PDA

View Full Version : Reverse strstr() ?



rockom
June 10th, 2010, 08:57 PM
Hello,

I'm using C, not C++.

Is their a string function that works in reverse of strstr? I'd like to find the last occurrence of the sequence of bytes (excluding the terminating null byte) in string2 located in string1.

Thanks,
-Rocko

Tony Flury
June 10th, 2010, 09:31 PM
How much programming do you know - a "laststrstr" function should not be difficult to write to be honest.

Can+~
June 10th, 2010, 09:46 PM
Or you could just strstr() multiple times until you get to the last one.



#include <stdio.h>
//#include <stdlib.h>
#include <string.h>

int main(int argc, char **argv)
{
char str[] = "This is a str, which is a string of characters, isn't it great?";
char lookfor[] = "is";

char *match = str;

while (match != NULL)
{
match = strstr(match, lookfor);
printf("match: %s\n", match);

// Skip
if (match != NULL)
match += sizeof(lookfor)-1;
}

return 0;
}

Pretty sure this will segfault somewhere, but it's the raw idea.

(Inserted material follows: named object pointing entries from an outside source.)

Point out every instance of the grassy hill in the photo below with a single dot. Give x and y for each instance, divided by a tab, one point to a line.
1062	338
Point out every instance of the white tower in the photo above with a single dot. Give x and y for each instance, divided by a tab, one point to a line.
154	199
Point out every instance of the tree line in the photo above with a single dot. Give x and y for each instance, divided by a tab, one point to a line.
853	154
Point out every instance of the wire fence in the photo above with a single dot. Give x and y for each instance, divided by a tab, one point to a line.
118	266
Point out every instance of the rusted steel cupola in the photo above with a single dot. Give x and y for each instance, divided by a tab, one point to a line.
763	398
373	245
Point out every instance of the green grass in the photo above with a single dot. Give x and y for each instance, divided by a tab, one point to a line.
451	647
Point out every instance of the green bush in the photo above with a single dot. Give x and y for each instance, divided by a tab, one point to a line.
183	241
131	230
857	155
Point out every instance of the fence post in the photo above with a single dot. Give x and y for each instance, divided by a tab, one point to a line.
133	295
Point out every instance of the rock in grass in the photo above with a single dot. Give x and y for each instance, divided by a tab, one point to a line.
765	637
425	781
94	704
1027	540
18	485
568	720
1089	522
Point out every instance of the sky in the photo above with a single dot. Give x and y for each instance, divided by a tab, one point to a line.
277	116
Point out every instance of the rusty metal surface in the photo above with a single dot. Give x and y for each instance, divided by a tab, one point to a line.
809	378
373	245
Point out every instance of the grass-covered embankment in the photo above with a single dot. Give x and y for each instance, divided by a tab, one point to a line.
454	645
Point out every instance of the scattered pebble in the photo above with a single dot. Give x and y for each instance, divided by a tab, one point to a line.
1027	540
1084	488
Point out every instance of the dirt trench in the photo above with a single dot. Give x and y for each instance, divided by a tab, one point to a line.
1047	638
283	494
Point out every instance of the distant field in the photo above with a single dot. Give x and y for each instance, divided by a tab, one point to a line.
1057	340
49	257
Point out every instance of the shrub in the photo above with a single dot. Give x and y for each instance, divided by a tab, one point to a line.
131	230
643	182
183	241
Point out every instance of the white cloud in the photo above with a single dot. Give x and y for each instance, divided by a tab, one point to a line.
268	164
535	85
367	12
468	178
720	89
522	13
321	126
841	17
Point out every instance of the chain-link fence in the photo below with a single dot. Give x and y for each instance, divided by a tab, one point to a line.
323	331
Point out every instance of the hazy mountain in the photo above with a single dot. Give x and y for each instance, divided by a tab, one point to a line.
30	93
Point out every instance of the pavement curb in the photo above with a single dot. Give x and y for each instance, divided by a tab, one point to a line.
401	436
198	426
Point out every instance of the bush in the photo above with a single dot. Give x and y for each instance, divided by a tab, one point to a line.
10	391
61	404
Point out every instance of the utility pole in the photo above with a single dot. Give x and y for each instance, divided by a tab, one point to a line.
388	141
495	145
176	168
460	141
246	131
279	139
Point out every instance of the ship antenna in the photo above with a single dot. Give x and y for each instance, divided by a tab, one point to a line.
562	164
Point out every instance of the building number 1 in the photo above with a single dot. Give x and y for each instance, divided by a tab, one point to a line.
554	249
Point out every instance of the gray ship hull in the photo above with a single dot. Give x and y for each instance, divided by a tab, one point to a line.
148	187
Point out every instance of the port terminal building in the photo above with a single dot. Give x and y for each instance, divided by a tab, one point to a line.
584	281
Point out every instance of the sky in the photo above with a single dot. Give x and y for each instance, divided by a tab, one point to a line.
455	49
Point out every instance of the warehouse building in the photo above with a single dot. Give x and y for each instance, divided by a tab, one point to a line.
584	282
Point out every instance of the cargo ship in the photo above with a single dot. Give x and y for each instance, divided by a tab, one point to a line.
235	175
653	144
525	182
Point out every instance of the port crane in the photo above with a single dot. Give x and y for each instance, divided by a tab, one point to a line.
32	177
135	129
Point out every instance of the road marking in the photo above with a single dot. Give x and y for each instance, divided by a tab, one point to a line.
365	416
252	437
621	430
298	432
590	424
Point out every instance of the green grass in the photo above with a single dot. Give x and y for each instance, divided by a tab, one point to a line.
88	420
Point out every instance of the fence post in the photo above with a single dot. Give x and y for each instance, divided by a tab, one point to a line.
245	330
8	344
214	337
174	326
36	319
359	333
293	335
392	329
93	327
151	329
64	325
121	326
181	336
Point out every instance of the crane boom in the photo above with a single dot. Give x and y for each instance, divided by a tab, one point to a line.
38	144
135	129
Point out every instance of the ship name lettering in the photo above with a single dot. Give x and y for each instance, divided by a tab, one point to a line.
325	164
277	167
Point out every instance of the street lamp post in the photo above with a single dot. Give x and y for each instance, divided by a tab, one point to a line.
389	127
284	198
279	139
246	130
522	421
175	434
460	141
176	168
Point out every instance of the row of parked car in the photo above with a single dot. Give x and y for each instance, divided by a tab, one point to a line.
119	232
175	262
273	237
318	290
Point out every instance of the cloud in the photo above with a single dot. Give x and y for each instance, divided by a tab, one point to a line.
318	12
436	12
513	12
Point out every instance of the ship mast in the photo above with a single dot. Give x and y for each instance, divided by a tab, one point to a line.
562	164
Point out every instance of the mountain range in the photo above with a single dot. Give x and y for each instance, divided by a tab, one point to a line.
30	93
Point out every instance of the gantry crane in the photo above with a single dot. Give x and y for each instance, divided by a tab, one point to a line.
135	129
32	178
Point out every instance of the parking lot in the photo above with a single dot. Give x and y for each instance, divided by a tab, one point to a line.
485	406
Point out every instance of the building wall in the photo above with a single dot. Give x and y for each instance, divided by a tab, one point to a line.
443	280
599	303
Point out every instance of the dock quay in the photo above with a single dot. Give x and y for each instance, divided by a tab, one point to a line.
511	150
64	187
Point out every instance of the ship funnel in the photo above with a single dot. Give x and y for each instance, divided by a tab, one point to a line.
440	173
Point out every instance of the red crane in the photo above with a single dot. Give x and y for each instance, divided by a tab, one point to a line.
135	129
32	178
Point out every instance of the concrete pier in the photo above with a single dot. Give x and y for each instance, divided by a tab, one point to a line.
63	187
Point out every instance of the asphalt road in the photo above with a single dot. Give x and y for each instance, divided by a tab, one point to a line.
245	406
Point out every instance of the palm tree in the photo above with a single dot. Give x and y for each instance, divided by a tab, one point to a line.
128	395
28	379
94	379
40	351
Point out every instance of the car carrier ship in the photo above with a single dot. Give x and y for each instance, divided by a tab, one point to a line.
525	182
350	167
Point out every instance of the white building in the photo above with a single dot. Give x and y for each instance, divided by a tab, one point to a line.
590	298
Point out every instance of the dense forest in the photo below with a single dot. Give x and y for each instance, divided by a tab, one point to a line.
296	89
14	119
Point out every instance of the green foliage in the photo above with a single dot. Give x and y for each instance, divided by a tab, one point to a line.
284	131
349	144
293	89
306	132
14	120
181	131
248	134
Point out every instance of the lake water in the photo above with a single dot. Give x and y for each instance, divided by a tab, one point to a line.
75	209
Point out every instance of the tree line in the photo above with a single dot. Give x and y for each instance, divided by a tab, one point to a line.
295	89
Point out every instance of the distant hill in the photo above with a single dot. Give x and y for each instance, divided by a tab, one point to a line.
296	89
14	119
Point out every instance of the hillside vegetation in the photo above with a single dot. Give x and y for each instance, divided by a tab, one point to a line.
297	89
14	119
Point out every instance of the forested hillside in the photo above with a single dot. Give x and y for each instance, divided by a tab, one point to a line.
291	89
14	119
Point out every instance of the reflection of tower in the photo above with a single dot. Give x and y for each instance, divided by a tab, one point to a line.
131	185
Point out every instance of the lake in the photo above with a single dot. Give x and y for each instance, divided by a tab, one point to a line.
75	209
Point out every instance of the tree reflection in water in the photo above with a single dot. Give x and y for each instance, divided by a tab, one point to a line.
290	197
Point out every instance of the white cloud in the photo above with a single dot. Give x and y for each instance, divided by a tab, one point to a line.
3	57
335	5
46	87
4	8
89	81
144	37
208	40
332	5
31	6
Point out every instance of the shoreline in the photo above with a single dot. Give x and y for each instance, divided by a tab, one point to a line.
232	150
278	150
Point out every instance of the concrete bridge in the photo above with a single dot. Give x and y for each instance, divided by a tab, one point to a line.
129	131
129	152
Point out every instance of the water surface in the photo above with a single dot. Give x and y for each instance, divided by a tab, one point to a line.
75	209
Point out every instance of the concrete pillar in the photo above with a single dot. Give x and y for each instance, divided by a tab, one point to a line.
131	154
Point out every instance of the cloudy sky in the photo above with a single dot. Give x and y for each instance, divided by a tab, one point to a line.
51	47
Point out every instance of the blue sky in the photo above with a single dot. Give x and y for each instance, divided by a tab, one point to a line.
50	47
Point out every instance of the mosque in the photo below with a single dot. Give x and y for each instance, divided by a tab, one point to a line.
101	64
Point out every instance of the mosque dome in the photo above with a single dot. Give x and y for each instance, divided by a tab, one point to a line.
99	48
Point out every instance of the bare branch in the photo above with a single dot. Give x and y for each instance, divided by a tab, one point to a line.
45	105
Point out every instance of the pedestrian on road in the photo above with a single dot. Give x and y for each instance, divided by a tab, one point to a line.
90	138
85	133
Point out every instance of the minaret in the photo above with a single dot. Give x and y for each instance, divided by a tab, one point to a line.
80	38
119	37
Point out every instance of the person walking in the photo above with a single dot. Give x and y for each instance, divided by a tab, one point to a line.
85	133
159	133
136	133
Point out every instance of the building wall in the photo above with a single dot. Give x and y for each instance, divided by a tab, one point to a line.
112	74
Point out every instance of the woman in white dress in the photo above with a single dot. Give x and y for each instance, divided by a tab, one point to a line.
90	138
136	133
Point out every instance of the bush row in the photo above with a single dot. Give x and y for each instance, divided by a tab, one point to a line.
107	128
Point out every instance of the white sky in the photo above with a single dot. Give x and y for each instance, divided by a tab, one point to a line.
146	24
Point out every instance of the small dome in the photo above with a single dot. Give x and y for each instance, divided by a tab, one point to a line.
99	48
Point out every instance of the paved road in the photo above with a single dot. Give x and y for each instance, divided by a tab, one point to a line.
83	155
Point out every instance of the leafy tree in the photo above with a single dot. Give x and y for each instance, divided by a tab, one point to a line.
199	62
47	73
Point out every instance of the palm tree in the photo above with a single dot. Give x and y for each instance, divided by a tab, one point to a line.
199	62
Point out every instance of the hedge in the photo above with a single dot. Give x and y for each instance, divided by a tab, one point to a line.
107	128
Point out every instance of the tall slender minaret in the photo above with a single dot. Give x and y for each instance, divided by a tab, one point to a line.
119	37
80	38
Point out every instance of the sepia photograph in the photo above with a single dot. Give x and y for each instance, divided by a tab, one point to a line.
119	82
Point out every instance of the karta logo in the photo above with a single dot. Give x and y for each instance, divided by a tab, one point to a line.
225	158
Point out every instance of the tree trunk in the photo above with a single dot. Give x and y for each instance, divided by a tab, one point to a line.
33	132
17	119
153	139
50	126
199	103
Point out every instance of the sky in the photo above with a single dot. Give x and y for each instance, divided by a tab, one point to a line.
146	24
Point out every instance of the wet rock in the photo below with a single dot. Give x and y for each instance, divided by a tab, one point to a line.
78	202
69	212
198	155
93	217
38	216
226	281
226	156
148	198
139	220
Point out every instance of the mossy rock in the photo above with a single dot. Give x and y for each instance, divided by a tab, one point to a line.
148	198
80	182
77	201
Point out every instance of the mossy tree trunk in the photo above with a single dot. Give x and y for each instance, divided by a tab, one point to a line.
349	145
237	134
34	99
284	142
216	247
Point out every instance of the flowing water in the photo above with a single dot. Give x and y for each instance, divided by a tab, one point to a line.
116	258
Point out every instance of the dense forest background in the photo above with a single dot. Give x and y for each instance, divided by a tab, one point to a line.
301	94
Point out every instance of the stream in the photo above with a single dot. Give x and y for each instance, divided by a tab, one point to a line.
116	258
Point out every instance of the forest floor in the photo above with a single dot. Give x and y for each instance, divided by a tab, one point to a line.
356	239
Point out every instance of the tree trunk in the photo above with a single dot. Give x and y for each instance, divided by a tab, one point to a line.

On the other hand, to write your own laststrstr function, take what strstr does:


"[Th]is is a str, which is a string of characters, isn't it great?"
"T[hi]s is a str, which is a string of characters, isn't it great?"
"Th[is] is a str, which is a string of characters, isn't it great?" Match
"Thi[s ]is a str, which is a string of characters, isn't it great?"
"This[ i]s a str, which is a string of characters, isn't it great?"
"This [is] a str, which is a string of characters, isn't it great?" Match
"This i[s ]a str, which is a string of characters, isn't it great?"
"This is[ a] str, which is a string of characters, isn't it great?"
...

But on the opposite direction.

Some Penguin
June 10th, 2010, 10:04 PM
It's a little more subtle than that.

Try looking for "aaa" in "aaaa". You'd want the last three a's, and you'll miss them if you jump by the string length.

There are multiple ways to solve this. One of the more obvious ways is to reverse both strings and do a strstr, and then some math to fix the indices -- but reversing strings is slightly inefficient in C because strings are zero-terminated. You can still reverse a string in linear time, but the overhead is higher than it would be in a language where you can compute length without a full traversal. Another obvious but inefficient way is to check at every offset until you're too close to the end of the string for there to be a match, and to keep track of the last one there is.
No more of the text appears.